On Wed, Nov 10, 2021 at 1:04 AM Matthew Miller <mat...@fedoraproject.org>
wrote:

> I think the topic titles will be the same as with Common Bugs now, like
> "Configured repositories in Discover jump around in the list" or "Clipboard
> is not shared with KDE virtual machines".
>
> The site name, "Ask Fedora", makes me _want_ to force them into the form of
> a question just... to make it all nice... but in practice most topic tiles
> are in the form of a problem summary already. ("Closing the laptop lid does
> not turn off the screen", "2-finger scroll occasionally disabled".) So I
> think that keeping to the current title format is good.
>

The topic titles wouldn't work as questions, I think. Imagine "Why do I
have no sound in F35?". There can be several different issues related to
sound, and so you need to distinguish them right in the title, to allow
people to find the right one. So e.g. "F33->F35 upgrade might break sound",
"Creative sound cards don't work in F35", "HDMI sound redirection is broken
in F35", etc. The title is only created after the problem is well
understood.


> I can go either way on whether the first post in the topic should also
> provide the solution, or whether we should used the answer-solution format.
>
> As I'm reviewing some of the previous wiki pages now, I actually am kind of
> inclined to think that it's better to have stronger problem/solution
> separation. But I could be convinced either way.
>

I feel a bit like wasting the reader's time to let them first read through
a question, and then follow a link to a marked solution. I know this is how
it would look if it was a regular question-answer topic in the forum. But
the wiki style provides a more efficient and readable way to learn about
high-profile issues (straight to the point, exact), and going to a forum
style would be a downgrade.


>
> > 2. In the Common Issues category, will the topics look the same as in 1)
> > (we'll simply re-tag them there), or differently? (e.g. a question-style
> in
> > Proposed, a solution-style in actual Common Issues).
>
> I was thinking just move them, yeah.
>

So in order to provide good readable descriptions to our users
(solution-style), they would either need to be written in this style also
in Proposed Common Issues, or rewritten into a new topic. So the actual
"why is X broken? - have you tried Y? - and what about Z?" discussion would
occur probably elsewhere, in some generic Ask category, and once properly
discovered, somebody would rewrite it into a solution-style topic into
Proposed Common Issues, where we would verify it and promote it (move it)
into Common Issues if it's good enough. Does it make sense, am I imagining
it correctly?


>
> > 3. Can we easily move a topic (or add a tag to it) into the Proposed
> Common
> > Issues category, when it is currently in a completely different one? And
> > similarly, we can easily move out a topic from Proposed Common Issues to
> > some generic "Ask" category?
>
> Yes to both.

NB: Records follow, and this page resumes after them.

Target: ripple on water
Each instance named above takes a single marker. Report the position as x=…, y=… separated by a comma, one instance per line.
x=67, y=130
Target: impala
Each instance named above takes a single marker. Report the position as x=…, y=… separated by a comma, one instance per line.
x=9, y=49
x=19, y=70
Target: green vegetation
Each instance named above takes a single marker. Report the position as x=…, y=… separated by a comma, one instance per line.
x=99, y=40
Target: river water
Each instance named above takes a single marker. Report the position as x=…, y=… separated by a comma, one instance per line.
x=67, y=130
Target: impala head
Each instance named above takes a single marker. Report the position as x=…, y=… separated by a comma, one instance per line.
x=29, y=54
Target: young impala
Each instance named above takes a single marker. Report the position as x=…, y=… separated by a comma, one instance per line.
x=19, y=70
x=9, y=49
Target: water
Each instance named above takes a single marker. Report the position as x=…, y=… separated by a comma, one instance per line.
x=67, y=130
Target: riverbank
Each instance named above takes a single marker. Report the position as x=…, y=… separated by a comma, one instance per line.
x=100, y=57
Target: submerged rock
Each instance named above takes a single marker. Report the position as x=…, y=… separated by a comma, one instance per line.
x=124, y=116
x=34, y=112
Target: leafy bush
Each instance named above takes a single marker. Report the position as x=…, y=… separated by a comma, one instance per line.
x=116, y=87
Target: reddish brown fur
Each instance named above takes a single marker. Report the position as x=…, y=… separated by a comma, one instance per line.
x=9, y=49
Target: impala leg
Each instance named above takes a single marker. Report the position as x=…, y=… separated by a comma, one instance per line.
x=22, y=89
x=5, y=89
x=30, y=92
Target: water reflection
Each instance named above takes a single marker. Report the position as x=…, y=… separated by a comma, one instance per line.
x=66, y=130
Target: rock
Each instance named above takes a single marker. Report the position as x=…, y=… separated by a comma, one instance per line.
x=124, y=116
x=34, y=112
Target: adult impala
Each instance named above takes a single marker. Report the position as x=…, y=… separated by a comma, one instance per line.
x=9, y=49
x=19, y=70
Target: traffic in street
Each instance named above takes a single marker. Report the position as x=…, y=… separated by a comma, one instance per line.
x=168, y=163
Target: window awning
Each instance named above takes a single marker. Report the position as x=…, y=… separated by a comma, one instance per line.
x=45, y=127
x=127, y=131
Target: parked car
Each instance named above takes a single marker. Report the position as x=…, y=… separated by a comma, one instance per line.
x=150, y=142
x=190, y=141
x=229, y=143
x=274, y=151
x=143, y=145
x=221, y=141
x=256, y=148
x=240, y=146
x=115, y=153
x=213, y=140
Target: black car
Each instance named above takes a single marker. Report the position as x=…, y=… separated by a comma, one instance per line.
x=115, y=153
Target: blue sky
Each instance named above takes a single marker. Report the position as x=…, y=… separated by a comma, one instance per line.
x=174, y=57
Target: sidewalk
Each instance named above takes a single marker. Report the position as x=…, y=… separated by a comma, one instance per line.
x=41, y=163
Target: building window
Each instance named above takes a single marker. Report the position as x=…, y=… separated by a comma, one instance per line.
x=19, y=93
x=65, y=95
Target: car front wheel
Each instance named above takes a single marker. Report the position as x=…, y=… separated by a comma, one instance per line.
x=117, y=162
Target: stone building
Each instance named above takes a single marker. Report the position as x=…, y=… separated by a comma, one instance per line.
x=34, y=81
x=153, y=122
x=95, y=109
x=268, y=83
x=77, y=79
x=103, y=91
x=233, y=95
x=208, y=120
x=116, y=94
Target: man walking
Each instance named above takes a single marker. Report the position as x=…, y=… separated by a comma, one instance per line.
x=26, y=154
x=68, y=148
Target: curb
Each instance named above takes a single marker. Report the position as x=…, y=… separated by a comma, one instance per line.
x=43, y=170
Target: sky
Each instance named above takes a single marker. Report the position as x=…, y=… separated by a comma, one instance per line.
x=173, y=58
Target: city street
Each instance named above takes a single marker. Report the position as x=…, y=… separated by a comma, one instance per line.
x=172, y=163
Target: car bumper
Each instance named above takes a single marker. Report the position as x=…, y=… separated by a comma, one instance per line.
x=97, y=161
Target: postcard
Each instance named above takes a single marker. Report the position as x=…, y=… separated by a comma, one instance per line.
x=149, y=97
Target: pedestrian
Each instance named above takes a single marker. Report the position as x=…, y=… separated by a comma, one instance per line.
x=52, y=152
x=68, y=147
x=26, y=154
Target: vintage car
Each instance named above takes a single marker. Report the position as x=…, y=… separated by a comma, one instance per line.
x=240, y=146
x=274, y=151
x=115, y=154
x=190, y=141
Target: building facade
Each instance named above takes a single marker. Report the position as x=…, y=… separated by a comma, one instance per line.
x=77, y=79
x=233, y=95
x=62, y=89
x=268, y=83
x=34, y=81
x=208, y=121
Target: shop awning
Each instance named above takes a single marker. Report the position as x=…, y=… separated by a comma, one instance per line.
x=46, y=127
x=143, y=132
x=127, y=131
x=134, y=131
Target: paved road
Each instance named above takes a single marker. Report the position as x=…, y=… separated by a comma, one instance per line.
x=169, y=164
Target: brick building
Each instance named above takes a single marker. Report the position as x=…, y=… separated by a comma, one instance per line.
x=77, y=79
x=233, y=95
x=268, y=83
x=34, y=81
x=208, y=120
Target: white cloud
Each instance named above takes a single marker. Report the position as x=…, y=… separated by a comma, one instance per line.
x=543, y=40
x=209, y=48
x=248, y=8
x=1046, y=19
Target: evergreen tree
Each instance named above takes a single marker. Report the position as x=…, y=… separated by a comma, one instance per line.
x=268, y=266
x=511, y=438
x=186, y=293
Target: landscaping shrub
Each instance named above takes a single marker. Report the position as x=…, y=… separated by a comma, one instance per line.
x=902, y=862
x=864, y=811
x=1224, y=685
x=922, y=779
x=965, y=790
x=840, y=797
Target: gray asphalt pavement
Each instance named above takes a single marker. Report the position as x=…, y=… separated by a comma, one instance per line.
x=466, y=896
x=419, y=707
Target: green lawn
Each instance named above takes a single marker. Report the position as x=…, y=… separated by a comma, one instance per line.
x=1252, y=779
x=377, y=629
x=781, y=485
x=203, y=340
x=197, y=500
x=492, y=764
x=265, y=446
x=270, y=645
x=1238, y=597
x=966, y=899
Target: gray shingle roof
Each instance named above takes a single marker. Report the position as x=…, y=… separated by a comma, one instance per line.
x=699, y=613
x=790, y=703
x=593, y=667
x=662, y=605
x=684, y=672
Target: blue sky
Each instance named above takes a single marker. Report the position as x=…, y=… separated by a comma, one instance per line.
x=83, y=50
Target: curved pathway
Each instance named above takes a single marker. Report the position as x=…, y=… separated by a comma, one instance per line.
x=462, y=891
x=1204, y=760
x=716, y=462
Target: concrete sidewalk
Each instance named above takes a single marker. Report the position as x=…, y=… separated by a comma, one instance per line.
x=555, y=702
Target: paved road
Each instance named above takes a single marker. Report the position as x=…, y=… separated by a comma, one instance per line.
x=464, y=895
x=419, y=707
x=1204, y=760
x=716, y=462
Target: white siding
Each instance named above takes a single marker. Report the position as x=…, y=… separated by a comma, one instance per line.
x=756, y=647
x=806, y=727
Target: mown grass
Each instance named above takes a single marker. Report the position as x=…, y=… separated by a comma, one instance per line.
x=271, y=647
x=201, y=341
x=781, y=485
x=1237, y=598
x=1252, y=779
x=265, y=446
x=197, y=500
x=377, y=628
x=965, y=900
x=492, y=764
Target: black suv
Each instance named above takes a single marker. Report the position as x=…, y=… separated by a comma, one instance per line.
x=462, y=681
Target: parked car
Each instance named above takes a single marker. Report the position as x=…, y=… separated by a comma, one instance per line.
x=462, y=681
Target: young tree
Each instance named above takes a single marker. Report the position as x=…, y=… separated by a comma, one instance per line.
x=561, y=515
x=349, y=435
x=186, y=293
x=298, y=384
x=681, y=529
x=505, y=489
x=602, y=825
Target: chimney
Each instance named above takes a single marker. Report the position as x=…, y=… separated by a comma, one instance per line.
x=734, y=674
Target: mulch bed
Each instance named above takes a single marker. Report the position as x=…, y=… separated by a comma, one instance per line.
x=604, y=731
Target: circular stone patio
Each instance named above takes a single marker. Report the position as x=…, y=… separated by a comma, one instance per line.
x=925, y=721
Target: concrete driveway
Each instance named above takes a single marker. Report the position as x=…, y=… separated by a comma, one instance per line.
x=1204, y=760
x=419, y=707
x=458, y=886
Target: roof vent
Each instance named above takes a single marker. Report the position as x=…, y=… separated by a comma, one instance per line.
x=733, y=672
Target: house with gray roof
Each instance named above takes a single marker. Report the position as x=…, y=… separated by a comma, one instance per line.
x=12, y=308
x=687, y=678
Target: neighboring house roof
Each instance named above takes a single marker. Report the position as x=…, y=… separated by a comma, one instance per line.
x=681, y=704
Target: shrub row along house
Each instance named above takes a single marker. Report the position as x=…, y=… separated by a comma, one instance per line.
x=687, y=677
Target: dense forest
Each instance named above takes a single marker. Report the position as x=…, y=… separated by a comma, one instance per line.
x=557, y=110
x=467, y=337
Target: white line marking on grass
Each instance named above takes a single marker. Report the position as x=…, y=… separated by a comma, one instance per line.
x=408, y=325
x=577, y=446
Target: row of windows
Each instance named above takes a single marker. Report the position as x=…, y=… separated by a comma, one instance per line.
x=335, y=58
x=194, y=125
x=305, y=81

And URLs for topics do not include the category, so moving
> them
> will not break any existing external links.
>

What about changes to topic titles, do they change the URL? (That would be
very inconvenient, perhaps even a deal-breaker).


> > 4. The solution text often needs maintenance. Some clarifications, newly
> > discovered workarounds, etc. If the original solution text was created
> by a
> > community member, is it expected that we'll simply edit his/her post? Or
> > what do we do? On wiki, it is owner-less, which avoids the problem
> > "somebody edited my post, and it's still displayed under my name, but
> those
> > aren't my words, and I don't like it".
> So the process
> There is a setting "Make new topics wikis by default" which we would enable
> for these categories. It doesn't make the post ownerless, though. I think
> we
> could set these expectations reasonably in the description of the category.
>

That might work. I think it also implies that you'll not simply take some
topic from a general Ask category and tag it into Proposed Common Issues,
because that wouldn't convert it into wiki style, wouldn't be in a
solution-style text, and also the topic authors might be negatively
surprised.

So, we'll need a way to tag interesting topics in general categories as
"look, this might be a frequent and important bug", and then a set of
volunteers who sift them and convert selected ones into Proposed Common
Issues, and then QA goes through those and promotes some of them into
Common Issues. Ugh, is it too complex?

> Overall, I don't have strong opinions on the proposal. A wiki is easier
> for
> > us, but otoh more community involvement would definitely be nice. We
> could
> > try a different approach as an experiment. If we do, it might be good to
> > start it right away, so that some initial problems are resolved before
> the
> > F36 cycle runs in full swing.
>
>
> That does seem like a good idea. Maybe not quite _right away_, but soon.
> Would you suggest duplicating the F35 Common Bugs, or making some
> _possible_
> F36 ones based on Rawhide issues?
>

I'd start with F36. There won't be many users complaining about F36 before
F36 Branched/Beta in there, but that's OK, we can at least experiment with
the process.

Just to be clear, I'm still not convinced this is a good idea :-) But why
not try it. Perhaps we'll then come up with some mixture of both
approaches, or at least realize some shortcomings.